Once, while waiting for another tourist to move away from the windowed opening, I noticed a plaque on the wall written in Italian. The first two words were Galileo Galilei. The remaining words were all in Italian so I couldn’t read it, except for the numbers 1-6-0-9. I knew the name – Galileo was a famous Italian astronomer who proved that the Earth revolves around the sun and not the other way around. Then suddenly, it hit me. I must be standing at the very spot that Galileo also stood but in the year 1609. As I snapped a picture of the plaque with my iPhone, I thought to myself, “I bet he had his telescope with him!”*
As I descended on the elevator, I thought again about the plaque. Galileo was here in 1609 and now I am here in 2014, over 400 years later. I knew I would love visiting Venice. Now I realized that many people, both ordinary, like me and famous, like Galileo, have been visiting this beautiful city for many, many, many years. “What an amazing city this is!” I thought to myself.

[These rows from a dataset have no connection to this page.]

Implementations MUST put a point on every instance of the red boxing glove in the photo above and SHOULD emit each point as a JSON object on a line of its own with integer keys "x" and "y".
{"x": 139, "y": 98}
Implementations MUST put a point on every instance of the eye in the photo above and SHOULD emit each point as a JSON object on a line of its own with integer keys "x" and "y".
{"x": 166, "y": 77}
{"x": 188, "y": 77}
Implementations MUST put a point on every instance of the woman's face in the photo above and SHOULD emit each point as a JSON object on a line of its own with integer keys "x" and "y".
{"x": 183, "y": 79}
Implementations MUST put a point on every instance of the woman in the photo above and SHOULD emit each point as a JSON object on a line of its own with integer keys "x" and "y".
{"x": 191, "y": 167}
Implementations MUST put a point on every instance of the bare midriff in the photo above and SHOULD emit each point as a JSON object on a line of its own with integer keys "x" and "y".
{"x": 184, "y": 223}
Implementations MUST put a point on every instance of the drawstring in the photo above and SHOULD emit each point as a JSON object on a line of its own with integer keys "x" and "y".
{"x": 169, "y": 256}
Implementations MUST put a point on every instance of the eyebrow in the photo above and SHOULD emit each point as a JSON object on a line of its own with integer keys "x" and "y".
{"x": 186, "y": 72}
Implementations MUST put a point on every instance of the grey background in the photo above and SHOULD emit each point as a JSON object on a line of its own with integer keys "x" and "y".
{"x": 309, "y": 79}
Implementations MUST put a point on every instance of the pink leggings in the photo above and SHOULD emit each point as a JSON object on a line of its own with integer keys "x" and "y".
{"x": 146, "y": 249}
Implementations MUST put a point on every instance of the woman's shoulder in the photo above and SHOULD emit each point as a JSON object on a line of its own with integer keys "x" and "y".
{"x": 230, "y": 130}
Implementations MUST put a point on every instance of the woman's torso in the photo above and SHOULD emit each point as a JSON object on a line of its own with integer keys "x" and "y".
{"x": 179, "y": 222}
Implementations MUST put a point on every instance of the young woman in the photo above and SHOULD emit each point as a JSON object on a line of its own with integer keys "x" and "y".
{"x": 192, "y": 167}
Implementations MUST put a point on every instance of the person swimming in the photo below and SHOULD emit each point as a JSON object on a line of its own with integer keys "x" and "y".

*After my trip to Venice, I read the picture book biography called I, Galileo by Bonnie Christensen. On one of the pages, it states:
“Rumors were circulating through Venice of a new Dutch gadget – a spyglass capable of magnifying distant objects. I seized upon the idea and immediately began designing, calculating, and grinding lenses for a far superior instrument. Within a matter of weeks, I held in my hands the world’s first truly scientific telescope.
The doge and senators of Venice eagerly climbed to the top of the bell tower for a chance to look through my telescope. Through it they saw tiny ships on the horizon – ships that would not be visible to even the sharpest eyes for hours. They were astounded by my new creation.”